Carlo Bucci, senior researcher at Gran Sasso National Laboratory (LNGS) of INFN, has been appointed new Spokesperson of CUORE (Cryogenic Underground Observatory for rare events), an experiment devoted to the search of neutrinoless double beta decay, running at LNGS.

“It is an important award and a big responsibility as well - claims the new spokesperson – in the next years we have to take advantage of our extraordinary experiment’s potentialities and achieve its scientific program, exploiting as much information as possible from the huge amount of data we are collecting”. Carlo Bucci take thus over from Oliviero Cremonesi, recently appointed president of Commissione Scientifica Nazionale 2 for astroparticle physics of INFN.

Carlo Bucci graduated in physics at the University of Milan in 1992, in the team led by prof. Ettore Fiorini. After two years spent at Max-Planck-Institut für Physik of Munich, in 1995 he moved to Gran Sasso National Laboratory. His scientific activity is mainly focused to the search of neutrinoless double beta decay –contributing to MiDBD, Cuoricino and CUORE projects -- and to the search of WIMPS as Dark Matter constituents with the experiment CRESST. The two research branches share the employment of bolometric detectors. In the field of the experiments in which he is involved, his experimental activity is mainly devoted to the development of innovative bolometer detectors and to cryogenics. In 2012 he is designated technical coordinator of CUORE, role carried out until the successfully start of the experiment and the first publication of data. As from 2012 Carlo Bucci becomes Italian responsible of CUORE and, after the starting of the experiment, he’s appointed responsible of the “Detector Operation Board”, leading the scientists’ team in the collecting and optimization of experimental data.

CUORE

CUORE (Cryogenic Underground Observatory for Rare Events) has been designed to study neutrino properties, specifically a rare process known as neutrinoless double beta decay.

The detection of this process would allow to determine the neutrino mass as well as to prove their potential nature of Majorana particles, thus proving a possible predominance of matter over antimatter.

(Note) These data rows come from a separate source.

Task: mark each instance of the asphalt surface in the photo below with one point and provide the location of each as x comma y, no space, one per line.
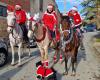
88,64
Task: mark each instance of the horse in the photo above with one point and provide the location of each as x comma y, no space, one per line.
41,35
15,36
70,43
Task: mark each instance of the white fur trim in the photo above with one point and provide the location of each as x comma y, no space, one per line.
49,74
78,24
74,8
50,14
17,6
50,6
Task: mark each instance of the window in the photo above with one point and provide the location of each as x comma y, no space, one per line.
41,5
3,11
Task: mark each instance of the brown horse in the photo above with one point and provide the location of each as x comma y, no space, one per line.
70,43
41,35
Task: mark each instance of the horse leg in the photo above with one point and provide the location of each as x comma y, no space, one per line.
46,56
66,61
73,61
13,58
42,55
19,53
55,56
29,50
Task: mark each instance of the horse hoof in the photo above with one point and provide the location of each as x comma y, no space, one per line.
65,73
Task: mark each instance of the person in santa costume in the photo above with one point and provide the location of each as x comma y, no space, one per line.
50,21
10,8
77,21
21,20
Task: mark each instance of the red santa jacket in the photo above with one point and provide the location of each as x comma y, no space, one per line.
49,20
20,16
76,18
44,72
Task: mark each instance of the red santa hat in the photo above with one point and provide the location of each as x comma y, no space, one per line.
74,8
50,6
18,6
10,8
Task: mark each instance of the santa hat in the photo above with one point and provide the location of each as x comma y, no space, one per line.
50,6
10,8
18,6
74,8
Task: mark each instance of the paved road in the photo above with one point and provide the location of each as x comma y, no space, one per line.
88,65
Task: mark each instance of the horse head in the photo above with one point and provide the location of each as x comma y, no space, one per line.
35,21
10,21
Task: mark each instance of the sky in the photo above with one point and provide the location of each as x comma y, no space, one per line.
69,5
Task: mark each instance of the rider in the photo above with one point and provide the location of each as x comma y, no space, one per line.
73,13
50,21
21,20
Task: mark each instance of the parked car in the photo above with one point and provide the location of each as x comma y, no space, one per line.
90,28
3,53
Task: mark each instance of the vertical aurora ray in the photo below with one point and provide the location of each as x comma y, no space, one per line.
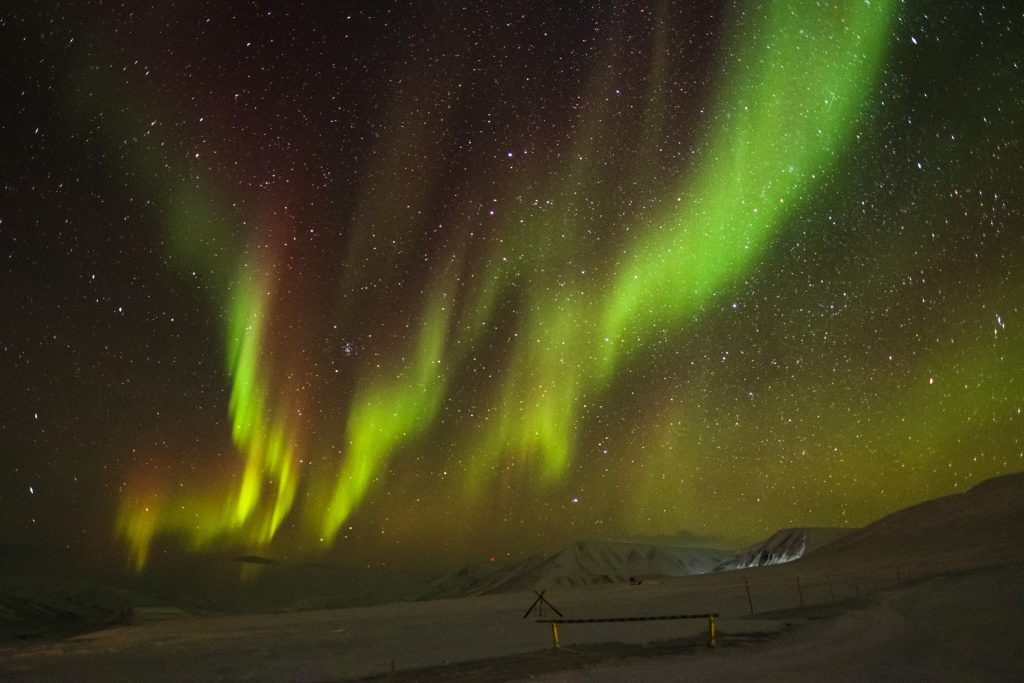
799,86
388,410
558,324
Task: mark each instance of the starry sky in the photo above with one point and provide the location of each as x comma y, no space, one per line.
414,284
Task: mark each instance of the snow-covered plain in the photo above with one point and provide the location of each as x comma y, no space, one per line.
934,592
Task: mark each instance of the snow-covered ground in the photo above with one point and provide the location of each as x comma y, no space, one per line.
934,592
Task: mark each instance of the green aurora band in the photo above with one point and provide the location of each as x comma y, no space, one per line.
797,88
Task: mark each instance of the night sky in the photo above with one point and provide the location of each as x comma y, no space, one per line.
414,284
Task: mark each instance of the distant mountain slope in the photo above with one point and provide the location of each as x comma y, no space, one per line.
783,546
982,524
583,563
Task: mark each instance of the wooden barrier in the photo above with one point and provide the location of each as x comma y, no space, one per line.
555,622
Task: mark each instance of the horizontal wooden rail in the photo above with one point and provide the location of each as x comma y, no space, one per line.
624,619
555,622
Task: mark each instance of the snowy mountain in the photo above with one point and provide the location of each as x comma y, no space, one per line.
784,546
583,563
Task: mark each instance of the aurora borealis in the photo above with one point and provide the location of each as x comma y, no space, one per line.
407,285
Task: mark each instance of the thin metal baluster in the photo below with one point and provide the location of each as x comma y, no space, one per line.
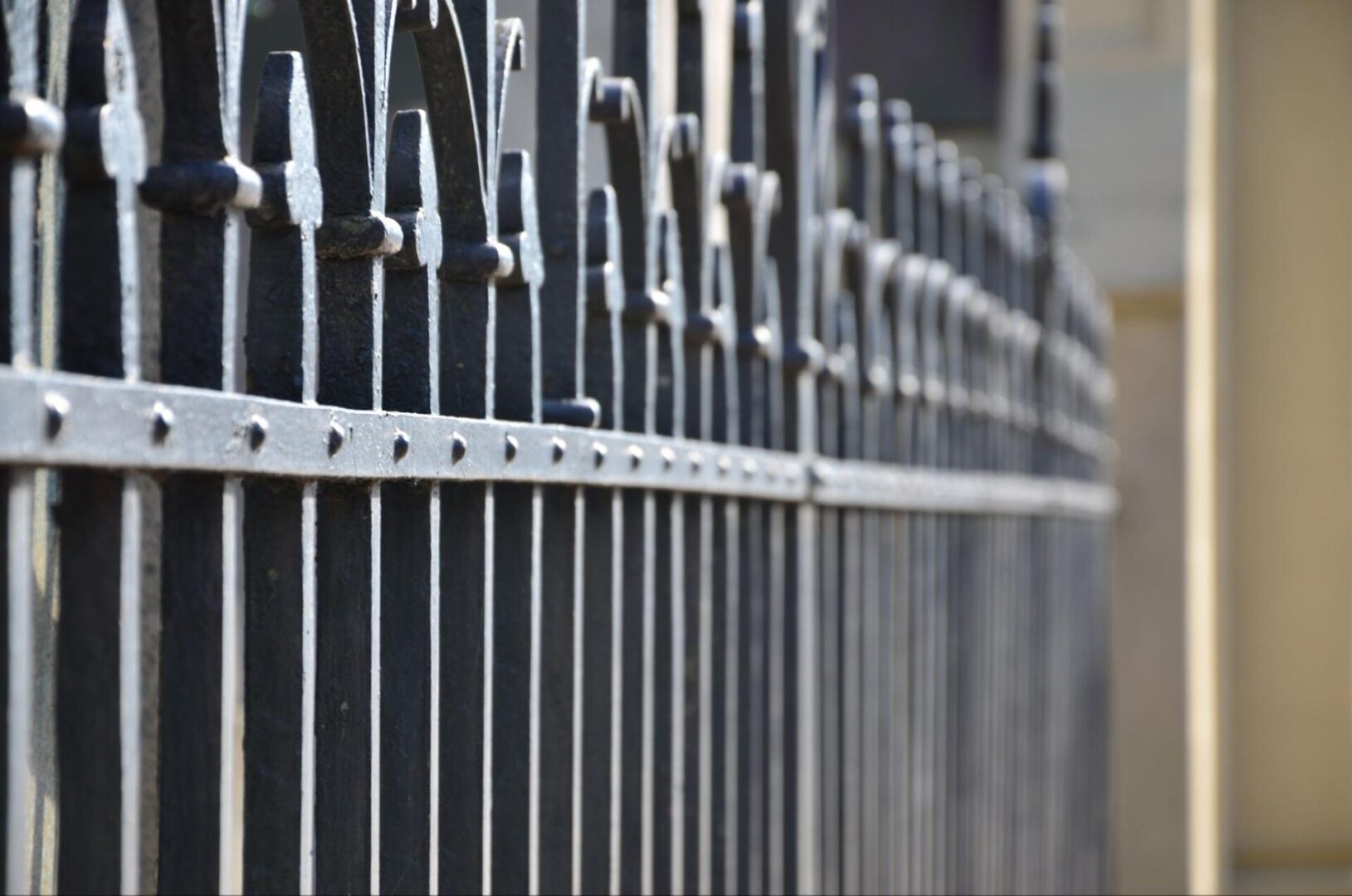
926,630
726,562
670,569
749,197
982,534
791,47
909,284
40,133
99,631
997,580
951,528
874,258
564,88
634,152
352,47
410,520
515,699
603,378
780,874
852,601
200,188
836,232
279,533
903,290
692,607
462,76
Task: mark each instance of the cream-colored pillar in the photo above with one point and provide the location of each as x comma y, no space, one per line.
1270,446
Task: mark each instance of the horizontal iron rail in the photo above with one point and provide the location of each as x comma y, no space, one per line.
58,419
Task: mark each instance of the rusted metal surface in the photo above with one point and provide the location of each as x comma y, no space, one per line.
735,526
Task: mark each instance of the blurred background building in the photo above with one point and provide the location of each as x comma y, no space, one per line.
1205,142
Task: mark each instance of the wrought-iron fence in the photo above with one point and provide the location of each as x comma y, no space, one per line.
690,534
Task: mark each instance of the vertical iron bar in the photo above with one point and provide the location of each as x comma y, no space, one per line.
99,649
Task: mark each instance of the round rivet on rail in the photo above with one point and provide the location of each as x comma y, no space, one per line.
161,422
257,431
335,436
57,410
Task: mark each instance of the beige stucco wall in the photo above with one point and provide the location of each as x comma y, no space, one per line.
1291,430
1281,393
1149,844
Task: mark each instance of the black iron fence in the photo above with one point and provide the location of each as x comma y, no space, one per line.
492,533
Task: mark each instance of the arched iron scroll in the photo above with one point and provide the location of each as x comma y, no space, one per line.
737,522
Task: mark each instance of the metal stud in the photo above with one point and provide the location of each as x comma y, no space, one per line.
335,436
161,422
57,410
257,431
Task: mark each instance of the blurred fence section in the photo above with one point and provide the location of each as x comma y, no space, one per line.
739,526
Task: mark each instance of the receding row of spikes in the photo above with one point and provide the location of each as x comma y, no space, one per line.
935,246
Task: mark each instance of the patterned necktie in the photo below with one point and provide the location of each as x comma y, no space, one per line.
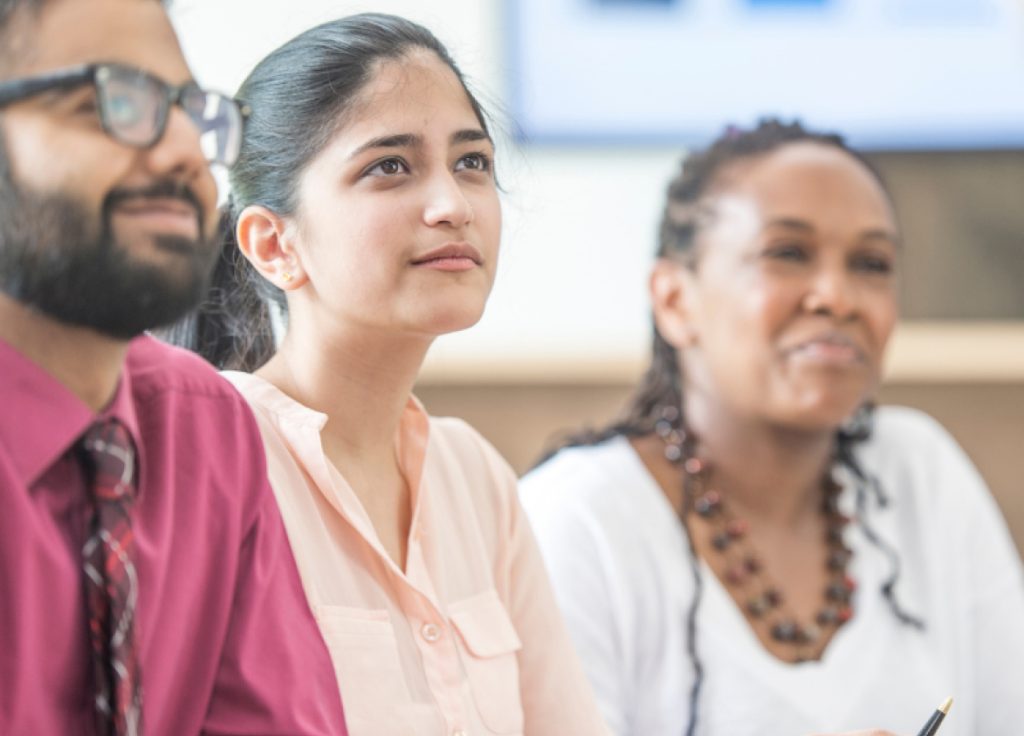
111,581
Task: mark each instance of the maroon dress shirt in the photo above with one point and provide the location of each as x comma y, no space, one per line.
226,642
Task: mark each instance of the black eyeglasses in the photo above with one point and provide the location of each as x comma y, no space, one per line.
133,105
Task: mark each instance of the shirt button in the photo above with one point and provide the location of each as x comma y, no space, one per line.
431,633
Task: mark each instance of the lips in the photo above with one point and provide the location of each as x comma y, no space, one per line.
830,348
161,214
451,252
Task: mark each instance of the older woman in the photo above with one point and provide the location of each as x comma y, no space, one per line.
753,549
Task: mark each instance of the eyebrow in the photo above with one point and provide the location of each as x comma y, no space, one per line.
411,140
872,233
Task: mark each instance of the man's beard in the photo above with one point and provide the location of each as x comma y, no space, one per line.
58,260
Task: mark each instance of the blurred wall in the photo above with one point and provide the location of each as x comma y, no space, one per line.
523,419
566,329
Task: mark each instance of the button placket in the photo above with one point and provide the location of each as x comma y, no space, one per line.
430,632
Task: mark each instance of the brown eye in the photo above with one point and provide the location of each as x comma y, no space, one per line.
387,167
791,252
473,162
873,264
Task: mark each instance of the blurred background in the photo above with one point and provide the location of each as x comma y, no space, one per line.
595,100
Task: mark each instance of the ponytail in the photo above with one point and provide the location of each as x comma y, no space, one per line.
232,327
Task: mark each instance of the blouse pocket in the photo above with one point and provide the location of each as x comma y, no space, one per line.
365,653
489,644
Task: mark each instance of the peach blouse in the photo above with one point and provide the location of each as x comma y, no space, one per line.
467,640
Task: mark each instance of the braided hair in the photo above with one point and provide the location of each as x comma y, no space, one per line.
660,386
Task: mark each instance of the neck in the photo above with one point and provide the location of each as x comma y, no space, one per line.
359,378
87,362
768,472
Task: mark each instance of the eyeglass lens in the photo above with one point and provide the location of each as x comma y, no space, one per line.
134,107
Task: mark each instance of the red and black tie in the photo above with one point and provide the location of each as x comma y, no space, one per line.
111,580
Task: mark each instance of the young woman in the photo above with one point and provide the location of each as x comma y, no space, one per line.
365,203
752,549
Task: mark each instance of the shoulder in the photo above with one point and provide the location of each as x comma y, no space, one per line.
177,393
907,440
589,473
456,442
158,368
603,486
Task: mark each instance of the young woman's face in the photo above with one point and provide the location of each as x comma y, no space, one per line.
794,296
398,216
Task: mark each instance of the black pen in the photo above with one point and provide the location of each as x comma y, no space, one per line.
932,727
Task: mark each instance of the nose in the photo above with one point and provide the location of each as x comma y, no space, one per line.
832,292
446,203
178,153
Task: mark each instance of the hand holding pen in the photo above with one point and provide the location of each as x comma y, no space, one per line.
930,729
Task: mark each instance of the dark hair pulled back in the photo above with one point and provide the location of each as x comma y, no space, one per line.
299,96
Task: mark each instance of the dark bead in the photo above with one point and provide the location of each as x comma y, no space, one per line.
709,504
784,632
838,559
826,616
735,574
737,528
838,592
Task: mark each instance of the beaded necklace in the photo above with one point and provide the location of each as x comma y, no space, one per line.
744,574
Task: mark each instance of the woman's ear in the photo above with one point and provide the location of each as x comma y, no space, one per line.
264,239
672,288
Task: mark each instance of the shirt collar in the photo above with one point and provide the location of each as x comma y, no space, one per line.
411,441
44,417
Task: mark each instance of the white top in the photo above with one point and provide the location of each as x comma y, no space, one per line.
616,555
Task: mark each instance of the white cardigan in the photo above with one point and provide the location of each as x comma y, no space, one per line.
617,559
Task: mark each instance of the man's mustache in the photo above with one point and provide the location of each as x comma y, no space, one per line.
162,189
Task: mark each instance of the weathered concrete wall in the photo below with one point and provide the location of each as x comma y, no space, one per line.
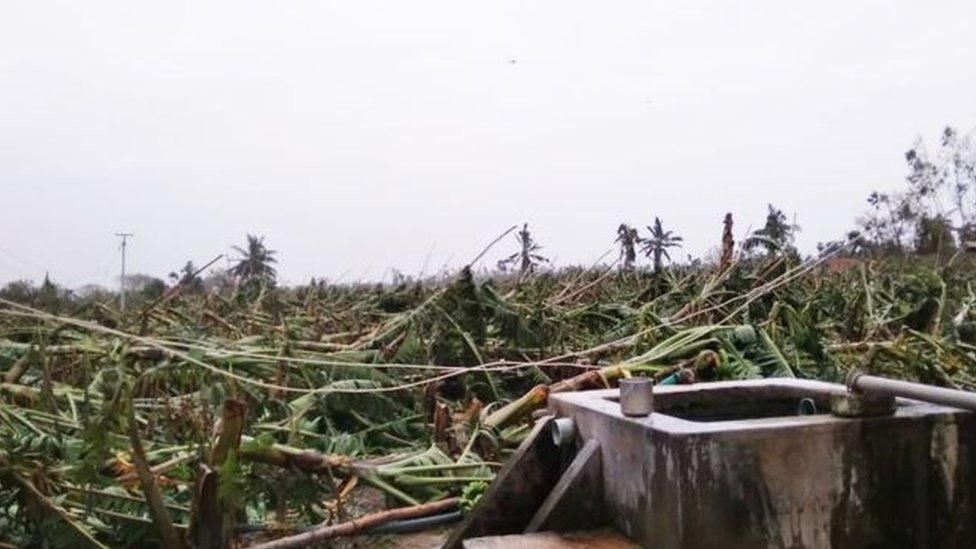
803,481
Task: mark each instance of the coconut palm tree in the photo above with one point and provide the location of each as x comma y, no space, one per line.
777,234
527,257
255,262
657,244
628,239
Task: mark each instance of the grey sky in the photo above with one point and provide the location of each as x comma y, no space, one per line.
360,135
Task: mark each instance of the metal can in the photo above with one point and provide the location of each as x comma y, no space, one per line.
636,397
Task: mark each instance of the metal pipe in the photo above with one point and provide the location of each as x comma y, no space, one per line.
863,383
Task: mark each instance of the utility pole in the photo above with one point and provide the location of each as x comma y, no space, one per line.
123,236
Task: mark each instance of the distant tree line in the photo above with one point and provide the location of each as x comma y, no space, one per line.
934,215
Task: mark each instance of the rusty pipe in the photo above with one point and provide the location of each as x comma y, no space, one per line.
860,382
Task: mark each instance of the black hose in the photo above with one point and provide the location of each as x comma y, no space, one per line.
414,525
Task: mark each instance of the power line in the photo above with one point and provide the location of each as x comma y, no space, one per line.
23,261
124,237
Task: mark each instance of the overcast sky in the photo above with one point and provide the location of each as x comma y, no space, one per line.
358,136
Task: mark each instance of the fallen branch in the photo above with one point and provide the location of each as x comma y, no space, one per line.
357,526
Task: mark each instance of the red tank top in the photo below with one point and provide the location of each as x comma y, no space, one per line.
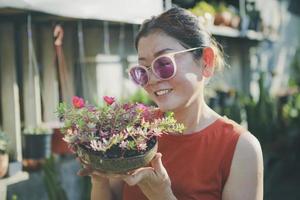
199,163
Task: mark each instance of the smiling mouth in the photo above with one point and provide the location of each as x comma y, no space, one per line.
162,92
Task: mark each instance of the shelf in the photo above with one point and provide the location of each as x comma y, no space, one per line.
18,177
225,31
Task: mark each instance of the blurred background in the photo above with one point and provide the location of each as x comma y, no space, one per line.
51,50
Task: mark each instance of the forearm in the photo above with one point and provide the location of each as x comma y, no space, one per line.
164,194
101,190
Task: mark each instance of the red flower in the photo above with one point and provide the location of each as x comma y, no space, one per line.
109,100
78,102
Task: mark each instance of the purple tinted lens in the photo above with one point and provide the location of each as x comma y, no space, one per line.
164,67
139,75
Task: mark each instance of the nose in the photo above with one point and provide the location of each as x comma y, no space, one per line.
152,78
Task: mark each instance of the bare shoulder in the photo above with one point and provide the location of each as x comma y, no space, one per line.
245,179
247,147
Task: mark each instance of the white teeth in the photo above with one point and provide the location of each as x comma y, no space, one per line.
162,92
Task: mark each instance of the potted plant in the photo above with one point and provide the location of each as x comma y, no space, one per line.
116,137
3,154
36,146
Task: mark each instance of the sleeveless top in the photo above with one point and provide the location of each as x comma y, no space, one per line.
198,164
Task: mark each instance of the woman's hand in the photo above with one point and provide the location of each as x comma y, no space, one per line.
104,186
153,181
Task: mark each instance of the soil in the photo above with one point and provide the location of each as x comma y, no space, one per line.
116,152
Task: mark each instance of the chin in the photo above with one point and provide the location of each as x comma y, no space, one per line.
166,106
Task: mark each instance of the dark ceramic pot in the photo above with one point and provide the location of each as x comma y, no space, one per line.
118,165
37,146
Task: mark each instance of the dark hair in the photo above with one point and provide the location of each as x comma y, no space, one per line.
184,27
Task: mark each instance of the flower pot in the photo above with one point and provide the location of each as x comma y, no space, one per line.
59,146
3,164
117,165
37,146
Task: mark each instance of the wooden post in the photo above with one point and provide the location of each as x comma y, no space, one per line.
31,85
10,104
68,48
50,93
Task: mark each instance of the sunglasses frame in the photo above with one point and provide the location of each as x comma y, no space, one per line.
170,55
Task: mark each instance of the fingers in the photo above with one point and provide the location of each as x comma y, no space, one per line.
85,172
158,166
139,175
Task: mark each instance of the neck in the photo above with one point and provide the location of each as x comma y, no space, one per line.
195,116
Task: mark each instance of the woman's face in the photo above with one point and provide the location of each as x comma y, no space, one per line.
185,87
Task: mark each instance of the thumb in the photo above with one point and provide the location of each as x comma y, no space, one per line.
157,165
138,175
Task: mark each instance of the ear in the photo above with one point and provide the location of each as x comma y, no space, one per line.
208,56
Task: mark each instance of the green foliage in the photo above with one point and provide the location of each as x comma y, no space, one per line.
121,125
52,182
38,130
262,115
3,142
294,80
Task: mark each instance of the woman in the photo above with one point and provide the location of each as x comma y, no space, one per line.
215,158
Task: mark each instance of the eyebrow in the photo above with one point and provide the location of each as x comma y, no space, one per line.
156,54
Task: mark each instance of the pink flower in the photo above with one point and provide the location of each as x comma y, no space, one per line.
123,144
142,146
109,100
126,106
78,102
141,107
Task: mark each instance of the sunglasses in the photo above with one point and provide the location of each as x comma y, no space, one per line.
163,67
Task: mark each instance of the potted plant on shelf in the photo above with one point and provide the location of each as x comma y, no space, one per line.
3,154
117,137
36,146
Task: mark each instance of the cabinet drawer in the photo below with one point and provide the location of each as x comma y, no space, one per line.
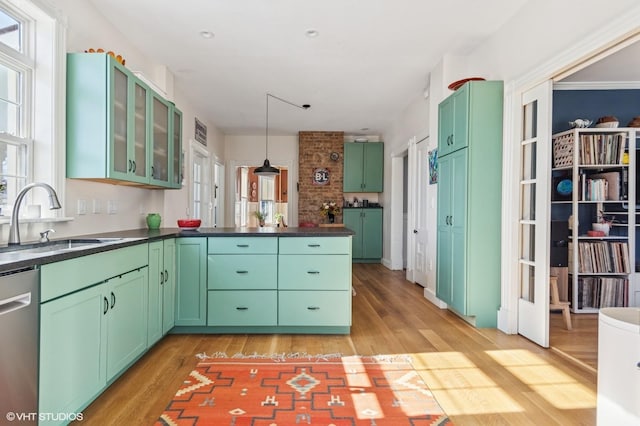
246,308
235,271
322,272
311,308
315,245
243,245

The experiment consists in 988 cubic crystals made of a natural composite highly purified, tellurium dioxide, arranged in 19 vertical copper structures, called towers. An interaction or a decay inside a crystal implicates an emission of energy, and therefore a slight increase of the temperature of the crystal itself which can be converted in electric signal. At room temperature it is not possible to observe this small change, but at cryogenics temperatures instead it is. CUORE therefore works at cryogenics temperatures: the over 740 kg of crystals, in addition to other 4 tons of copper pieces and lead shields, are cooled down to about a few thousandths of a degree above absolute zero (-273.14 °C). A peculiarity of this technique (called bolometric) is that crystals acts both as source of the decay and detector of the decay itself.